The fix is to replace

while (($sym, $ref) = each %$symref)

with

foreach my $sym (keys %$symref) {
    my $ref = $symref->{$sym};

walksymtable walks all entries in stashes (symbol table hashes) and all its children, and calls a method on each symbol. There is no apparent destructive code in walksymtable which could change the stash, but calling methods might lead to changes. Here it's &$recurse and ->$method(). It could be totally unexpected, e.g. loading a module which changes the symboltable or @ISA hierarchy, which might lead to skipped symbols. Or just parsing normal perl code, such as attributes or named regex references will magically load code and change the symbol table.
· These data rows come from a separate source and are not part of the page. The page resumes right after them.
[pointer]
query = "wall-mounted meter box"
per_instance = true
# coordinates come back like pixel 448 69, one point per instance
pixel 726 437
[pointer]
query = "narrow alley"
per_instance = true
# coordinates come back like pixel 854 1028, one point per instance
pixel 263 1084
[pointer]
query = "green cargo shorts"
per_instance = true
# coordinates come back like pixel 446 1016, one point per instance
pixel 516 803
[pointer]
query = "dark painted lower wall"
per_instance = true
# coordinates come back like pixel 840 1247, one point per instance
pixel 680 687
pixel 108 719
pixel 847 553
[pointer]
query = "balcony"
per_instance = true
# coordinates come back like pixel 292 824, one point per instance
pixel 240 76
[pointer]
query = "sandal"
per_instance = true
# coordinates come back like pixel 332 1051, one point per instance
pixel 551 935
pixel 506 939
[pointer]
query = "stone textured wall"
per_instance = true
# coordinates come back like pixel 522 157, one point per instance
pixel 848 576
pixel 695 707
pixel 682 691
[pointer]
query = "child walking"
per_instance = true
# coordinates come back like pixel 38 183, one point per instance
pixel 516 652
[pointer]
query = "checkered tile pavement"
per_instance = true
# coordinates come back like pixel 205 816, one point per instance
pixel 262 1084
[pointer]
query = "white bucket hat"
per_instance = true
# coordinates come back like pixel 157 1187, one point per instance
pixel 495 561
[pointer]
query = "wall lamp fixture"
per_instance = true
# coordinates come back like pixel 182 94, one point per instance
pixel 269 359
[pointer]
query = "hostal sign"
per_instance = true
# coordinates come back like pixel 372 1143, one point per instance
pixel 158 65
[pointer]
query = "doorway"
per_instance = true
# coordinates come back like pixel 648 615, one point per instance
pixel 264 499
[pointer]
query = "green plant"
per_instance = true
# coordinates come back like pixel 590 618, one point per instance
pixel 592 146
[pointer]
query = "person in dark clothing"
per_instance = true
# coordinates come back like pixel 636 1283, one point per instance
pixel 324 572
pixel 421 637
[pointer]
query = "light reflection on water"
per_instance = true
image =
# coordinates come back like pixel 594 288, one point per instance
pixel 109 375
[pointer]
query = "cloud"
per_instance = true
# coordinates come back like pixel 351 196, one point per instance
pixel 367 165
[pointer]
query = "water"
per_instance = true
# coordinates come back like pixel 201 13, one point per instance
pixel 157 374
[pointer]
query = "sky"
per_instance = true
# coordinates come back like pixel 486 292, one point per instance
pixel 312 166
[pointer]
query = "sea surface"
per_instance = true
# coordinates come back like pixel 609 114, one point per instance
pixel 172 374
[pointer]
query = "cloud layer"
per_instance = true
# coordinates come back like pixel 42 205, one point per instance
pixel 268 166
each is a bit more performant then foreach, because foreach stores the list to iterate over and just advances the index into it. But you are still able to change entries in the hash with for/foreach, you are safe to use recursion and you are safe from unexpected side-effects as in the walksymtable function.

Second problem: Not re-entrant

while (($key, $value) = each %hash) {
    use Data::Dumper;
    print $key, "\n";
    delete $hash{$key};
    print Dumper(\%hash);  # This is a bug
}

The problems is that Data::Dumper internally uses each to iterate over the hash, which resets the iterator of the hash to the end. The first while loop will not be able continue, the iterator cannot even be stored and reset manually. This is a Data::Dumper bug not detected and fixed in core perl for 16 years, since perl 5.005 (1998).

each not being re-entrant is not even documented.

The hash iterators should have really been stored in the op, not the hash. This is one of the oldest perl5 bugs which will never be fixed.

So each should be treated as in php: Avoid it like a plague. Only use it in optimized cases where you know what you are doing, but not in libraries as you saw with Data::Dumper.